Cognitive Complexity

  • Students will develop critical thinking skills.
  • Students will develop an understanding of change processes and be able to think critically about obstacles to change.
  • Students will understand and be able to use a process for decision making.

Knowledge Acquisition, Integration, and Application

  • Students will understand the history of leadership and current leadership theories. In addition, students will understand how leadership models are put into practice personally, locally, and globally.
  • Students will gain knowledge of diverse cultures, cross-cultural communication, the dynamics of privilege and oppression, and the uses of power between groups.
  • Students will understand how ethics, morals, and values relate to their leadership dilemmas.
  • Students will be able to integrate their lived experiences into their leadership development process.
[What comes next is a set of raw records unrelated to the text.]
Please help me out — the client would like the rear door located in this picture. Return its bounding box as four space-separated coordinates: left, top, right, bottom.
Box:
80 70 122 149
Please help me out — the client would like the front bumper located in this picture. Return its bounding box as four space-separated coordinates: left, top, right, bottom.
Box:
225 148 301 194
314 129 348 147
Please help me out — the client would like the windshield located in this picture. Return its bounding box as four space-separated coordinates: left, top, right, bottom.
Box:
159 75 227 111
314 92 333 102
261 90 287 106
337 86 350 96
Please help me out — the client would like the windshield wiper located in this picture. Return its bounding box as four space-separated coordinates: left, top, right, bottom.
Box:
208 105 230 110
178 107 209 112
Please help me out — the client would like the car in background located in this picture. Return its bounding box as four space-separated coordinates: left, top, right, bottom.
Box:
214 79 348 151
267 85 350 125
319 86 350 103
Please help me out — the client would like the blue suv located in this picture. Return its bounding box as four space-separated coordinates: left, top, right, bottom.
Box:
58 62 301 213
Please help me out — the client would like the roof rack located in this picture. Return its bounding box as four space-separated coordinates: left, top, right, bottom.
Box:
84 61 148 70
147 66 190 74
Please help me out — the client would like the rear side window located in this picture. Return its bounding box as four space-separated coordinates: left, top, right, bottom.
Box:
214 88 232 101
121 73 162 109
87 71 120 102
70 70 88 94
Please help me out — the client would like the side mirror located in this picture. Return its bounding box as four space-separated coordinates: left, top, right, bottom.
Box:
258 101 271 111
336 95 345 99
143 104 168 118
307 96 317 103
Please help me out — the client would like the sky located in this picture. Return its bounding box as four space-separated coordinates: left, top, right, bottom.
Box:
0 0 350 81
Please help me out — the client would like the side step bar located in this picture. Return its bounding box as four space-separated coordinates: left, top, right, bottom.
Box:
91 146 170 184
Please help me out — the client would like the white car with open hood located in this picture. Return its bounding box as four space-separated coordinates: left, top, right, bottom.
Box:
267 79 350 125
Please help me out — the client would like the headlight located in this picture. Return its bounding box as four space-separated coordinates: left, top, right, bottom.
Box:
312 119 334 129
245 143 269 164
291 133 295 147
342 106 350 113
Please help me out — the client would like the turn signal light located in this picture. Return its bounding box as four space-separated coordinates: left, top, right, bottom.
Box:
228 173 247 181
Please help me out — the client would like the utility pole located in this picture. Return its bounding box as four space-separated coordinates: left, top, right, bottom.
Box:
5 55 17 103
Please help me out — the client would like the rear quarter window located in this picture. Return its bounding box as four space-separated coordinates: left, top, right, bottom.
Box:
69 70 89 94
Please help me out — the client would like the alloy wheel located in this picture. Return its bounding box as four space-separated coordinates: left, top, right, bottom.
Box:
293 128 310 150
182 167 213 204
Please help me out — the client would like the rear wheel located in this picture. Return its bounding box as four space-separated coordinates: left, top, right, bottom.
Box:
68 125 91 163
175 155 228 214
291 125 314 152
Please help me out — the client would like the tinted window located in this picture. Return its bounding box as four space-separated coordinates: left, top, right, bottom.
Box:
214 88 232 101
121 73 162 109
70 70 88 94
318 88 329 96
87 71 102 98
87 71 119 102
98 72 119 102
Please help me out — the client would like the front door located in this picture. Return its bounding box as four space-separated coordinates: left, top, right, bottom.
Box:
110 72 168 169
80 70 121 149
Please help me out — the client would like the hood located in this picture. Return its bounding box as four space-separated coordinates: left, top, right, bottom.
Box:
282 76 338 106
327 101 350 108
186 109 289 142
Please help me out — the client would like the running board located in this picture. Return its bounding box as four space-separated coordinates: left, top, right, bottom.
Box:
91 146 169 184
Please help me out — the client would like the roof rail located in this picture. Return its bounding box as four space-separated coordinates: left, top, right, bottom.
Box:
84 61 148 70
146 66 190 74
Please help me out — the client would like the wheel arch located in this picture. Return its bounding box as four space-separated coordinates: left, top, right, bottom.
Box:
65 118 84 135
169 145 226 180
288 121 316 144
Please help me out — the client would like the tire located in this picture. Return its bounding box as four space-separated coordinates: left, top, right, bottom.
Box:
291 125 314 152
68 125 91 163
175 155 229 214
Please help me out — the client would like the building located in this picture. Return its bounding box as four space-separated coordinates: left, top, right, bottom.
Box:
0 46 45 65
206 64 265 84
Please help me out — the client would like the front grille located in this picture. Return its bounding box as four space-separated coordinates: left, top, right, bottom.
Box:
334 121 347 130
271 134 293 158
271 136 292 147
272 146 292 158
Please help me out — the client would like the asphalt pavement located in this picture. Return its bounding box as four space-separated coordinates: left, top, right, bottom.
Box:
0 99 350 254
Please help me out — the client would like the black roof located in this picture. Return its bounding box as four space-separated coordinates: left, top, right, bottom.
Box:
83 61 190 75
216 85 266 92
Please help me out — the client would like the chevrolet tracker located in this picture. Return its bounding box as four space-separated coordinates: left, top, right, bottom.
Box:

Humanitarianism/Civic Engagement

  • Students will learn to act out of humanitarian values, such as being committed to social justice, engaging in social responsibility, and serving as positive social change agents.
  • Students will develop and explore their own competence with regards to the dimensions of difference, especially as it relates to others in their communities.
  • Students will engage with the Greater Baltimore community as a means to explore one's civic responsibility as a leader.
  • Students will learn to engage in controversy with civility.

Interpersonal Competence

  • Students will learn to practice team leadership through active group participation.
  • Students will examine their own and others' intrinsic and extrinsic motivations as leaders.
  • Students will gain a greater understanding of their own personal identities and how their identities shape their leadership and followership.
  • Students will learn how to use their minds, their hearts, their voices, and their ears to constructively engage and collaborate with others.

Intrapersonal Competence

  • Students will learn to explore and actualize their personal values.
  • Students will develop a sense of confidence and belief in themselves and their ideas. Their confidence will allow them to be challenged without feeling minimized and to embrace ambiguity.
  • Student will become comfortable taking risks.
  • Students will come to realize that serving as a leader is more than holding a position.
  • Students will explore and discover what they need to maintain a sense of personal balance and ways they can seek personal renewal.

Practical Competence

  • Students will develop a comprehensive set of practical skills and tools to rely on through leadership practice. Such skills and tools include time management, meeting management and agenda setting, group dynamics, and team building.
  • Students will learn how to communicate effectively (using written and spoken word, non-verbal language, electronic tools, and listening skills) to develop relationships, manage conflicts, and work across differences.
  • Students will learn the skills to engage in conflict productively and work toward conflict resolution.
  • Students will learn how to effectively articulate their set of practical skills and tools on a resume, in a portfolio, and during interviews.